The new one Mortgage law that came into force in June 2019 opened the door to subrogation, a practice that has been plunging banks into a veritable war to steal loans from the competition. “Through subrogation, experienced clients arrive who have already undergone the risk measurement of other banks,” something highly valued by entities, Santos González acknowledges. On the other hand, market sources explain that during home confinements, users have had more time to inquire about the new possibilities that the market offers to save. “More and more people discover that it is possible to change banks and pay less every month,” they comment.
Loans that change banks increase 475% year-on-year in March
MyInvestor was one of the first entities to detect this opportunity and launched an aggressive subrogation campaign. Now they account for 75% of its production.
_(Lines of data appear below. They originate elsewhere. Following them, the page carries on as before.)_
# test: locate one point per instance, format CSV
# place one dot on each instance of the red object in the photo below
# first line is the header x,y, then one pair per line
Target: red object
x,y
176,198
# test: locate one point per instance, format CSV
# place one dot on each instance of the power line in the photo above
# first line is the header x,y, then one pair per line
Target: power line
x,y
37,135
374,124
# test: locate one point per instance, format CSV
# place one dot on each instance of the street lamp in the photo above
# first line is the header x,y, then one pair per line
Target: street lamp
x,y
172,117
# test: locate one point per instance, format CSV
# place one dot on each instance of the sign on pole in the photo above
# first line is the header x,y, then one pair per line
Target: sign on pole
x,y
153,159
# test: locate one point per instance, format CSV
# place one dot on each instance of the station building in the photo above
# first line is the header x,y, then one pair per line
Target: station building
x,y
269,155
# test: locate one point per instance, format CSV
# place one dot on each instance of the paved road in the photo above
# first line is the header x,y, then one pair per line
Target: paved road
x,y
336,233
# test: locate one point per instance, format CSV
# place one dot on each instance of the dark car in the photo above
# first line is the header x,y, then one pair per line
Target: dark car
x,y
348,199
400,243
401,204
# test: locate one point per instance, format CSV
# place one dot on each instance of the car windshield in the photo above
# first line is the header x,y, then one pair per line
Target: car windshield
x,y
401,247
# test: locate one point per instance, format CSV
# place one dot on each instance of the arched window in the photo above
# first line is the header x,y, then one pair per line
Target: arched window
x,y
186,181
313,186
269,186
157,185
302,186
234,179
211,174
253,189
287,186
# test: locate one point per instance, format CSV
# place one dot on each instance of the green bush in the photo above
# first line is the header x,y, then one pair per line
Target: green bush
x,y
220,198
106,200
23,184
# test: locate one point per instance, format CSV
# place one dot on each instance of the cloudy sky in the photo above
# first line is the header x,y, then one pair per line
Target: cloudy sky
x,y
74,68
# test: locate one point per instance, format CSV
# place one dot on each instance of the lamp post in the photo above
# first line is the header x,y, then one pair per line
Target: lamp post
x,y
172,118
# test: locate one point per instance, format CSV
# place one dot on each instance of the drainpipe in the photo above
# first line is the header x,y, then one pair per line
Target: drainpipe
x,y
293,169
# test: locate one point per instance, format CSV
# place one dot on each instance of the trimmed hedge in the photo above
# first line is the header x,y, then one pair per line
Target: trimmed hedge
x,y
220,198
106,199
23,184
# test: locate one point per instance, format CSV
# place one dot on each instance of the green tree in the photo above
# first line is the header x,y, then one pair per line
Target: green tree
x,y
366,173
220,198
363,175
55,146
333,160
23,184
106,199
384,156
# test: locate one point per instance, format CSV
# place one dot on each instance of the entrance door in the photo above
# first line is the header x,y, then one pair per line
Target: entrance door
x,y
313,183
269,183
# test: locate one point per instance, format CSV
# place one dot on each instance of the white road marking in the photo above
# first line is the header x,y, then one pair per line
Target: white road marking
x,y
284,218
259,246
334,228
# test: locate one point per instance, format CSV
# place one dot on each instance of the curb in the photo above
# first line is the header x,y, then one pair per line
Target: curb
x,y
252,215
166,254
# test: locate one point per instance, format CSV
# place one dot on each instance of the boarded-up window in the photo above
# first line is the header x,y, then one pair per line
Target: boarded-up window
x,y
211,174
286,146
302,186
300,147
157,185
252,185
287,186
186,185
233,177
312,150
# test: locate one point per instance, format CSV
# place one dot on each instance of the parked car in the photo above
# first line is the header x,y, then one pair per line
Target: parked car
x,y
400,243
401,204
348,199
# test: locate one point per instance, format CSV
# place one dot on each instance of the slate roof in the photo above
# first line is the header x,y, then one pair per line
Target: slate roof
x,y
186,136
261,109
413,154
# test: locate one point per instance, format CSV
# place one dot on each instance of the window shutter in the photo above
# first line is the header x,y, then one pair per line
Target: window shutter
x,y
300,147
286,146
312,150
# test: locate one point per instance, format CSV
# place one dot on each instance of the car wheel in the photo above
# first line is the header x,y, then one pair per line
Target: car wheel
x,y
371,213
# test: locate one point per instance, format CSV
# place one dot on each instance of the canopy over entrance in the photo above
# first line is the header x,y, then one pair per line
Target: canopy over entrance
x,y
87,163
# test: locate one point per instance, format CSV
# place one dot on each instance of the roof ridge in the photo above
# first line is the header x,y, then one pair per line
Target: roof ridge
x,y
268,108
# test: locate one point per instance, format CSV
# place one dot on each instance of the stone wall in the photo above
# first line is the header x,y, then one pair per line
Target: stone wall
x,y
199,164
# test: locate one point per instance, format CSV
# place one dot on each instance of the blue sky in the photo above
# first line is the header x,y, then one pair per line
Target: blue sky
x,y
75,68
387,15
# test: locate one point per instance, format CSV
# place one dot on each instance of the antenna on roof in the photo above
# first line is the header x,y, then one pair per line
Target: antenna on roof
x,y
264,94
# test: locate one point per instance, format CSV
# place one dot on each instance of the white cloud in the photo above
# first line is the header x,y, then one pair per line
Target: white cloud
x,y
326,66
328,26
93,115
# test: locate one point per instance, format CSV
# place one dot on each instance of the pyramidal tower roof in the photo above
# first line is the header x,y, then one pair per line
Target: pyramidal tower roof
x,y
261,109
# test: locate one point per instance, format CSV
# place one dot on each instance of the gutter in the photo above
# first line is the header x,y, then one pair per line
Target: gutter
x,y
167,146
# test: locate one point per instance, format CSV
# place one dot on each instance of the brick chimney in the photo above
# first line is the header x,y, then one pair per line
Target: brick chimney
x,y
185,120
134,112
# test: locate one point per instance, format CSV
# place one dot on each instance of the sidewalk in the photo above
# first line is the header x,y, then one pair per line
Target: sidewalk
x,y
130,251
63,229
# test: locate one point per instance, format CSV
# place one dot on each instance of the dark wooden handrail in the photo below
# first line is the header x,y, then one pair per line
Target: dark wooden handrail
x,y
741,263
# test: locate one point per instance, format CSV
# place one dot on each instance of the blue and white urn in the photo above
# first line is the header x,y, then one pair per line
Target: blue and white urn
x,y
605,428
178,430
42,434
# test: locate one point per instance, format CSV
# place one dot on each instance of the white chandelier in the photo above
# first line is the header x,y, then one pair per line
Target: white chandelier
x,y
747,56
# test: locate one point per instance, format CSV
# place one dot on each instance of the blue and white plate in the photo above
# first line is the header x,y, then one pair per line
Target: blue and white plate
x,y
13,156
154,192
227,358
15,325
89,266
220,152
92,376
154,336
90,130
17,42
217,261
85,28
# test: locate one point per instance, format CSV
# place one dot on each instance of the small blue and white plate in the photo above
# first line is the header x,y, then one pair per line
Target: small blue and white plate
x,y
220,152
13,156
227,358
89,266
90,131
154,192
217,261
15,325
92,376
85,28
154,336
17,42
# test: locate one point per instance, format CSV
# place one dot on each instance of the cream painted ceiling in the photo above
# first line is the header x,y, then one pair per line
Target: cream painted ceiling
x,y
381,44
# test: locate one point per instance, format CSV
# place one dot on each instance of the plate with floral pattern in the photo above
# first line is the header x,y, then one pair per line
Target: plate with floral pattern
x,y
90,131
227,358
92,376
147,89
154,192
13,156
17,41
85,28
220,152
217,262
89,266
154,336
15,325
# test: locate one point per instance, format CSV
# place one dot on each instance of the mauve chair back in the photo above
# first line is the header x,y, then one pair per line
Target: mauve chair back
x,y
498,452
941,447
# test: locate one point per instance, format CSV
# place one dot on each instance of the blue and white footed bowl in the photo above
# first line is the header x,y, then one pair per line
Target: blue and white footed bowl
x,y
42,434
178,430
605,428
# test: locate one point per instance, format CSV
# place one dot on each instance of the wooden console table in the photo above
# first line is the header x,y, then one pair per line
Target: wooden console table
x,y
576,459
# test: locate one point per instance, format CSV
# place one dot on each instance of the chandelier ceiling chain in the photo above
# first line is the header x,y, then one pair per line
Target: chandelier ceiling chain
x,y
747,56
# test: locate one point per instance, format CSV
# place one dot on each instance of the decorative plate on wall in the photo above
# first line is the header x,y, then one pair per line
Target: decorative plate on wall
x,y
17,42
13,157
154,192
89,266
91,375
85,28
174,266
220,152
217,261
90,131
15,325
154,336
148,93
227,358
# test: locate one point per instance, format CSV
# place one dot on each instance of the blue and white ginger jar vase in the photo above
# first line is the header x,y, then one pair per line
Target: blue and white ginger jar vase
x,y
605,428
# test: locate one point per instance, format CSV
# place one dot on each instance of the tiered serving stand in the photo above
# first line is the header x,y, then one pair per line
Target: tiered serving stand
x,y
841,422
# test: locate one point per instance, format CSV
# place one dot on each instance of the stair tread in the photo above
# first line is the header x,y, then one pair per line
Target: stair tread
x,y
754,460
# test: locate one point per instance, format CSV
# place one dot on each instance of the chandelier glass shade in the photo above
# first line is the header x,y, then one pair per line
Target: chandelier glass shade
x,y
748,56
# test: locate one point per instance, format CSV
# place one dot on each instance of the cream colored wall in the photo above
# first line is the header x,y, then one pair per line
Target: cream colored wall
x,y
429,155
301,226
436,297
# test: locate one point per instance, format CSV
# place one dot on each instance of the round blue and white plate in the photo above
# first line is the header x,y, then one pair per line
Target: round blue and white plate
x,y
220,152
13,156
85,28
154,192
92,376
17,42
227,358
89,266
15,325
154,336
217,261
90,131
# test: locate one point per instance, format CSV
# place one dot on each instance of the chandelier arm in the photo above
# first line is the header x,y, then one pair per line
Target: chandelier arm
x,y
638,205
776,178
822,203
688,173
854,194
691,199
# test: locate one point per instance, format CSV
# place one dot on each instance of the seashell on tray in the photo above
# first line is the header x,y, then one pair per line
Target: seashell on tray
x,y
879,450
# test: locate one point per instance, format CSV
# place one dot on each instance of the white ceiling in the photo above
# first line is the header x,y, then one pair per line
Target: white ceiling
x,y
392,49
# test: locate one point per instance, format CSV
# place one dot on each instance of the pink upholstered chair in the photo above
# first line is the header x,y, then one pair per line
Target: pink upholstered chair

But the number of banks that offer this alternative has been multiplying and so do Deutsche Bank, Santander, Openbank, Bankinter, Kutxabank and ING. In the orange entity, surrogacy represents 6% of the demand, which increases to 14% if novations are included. As in Banco Santander, they have a savings simulator available to the client. “The final conditions that we apply depend on the degree of indebtedness, the term and the client’s profile.” And the same happens in Openbank, they clarify from the group chaired by Ana Botín.
In the spotlight are all the mortgages formalized between 2009 and 2017, since they were signed at higher average interest rates than the current ones, so the subrogation allows a potential saving that varies between 10,000, 20,000 euros throughout the life of the loan, according to MyInvestor calculations. The entire banking sector ensures that it has noticed an increase in subrogations and that the trend is upward since 2020.
The savings for surrogate can range between 10,000 and 20,000 euros
For its part, fromWithout Commissions.org they believe that “the fact that a mortgage market is overweighting its portfolio of subrogations instead of its portfolio of new concessions means that it is not looking at future benefits, but rather the solvency of the debtors. The bank is giving priority to those who can pay over what they can pay ”.
Monetary politics. Although no rate hikes are expected in the medium term, further declines are not expected. In fact, from Ibercaja they point out that “market interest rates are tightening up.” In addition, the rise in inflation has opened the debate on the possible reduction of stimuli by central banks. In this context, banks already have little room to continue lowering loan prices. Manuel Artal presumes that “there will not be another moment of such tight mortgage rates and the logical thing is that in the medium term the trend will be a slight rebound, of 0.25% or 0.30%”.
Profit margin. With the Euribor on the floor, still close to -0.5%, and the fixed rates so low, the banks hardly get any income from mortgages. “The mortgage business is essential for banks and price discrimination is necessary to be competitive in such a wide market, but there are no margins for price wars,” says Santos González, who assumes that the sector is taking advantage of the demand pull after the pandemic.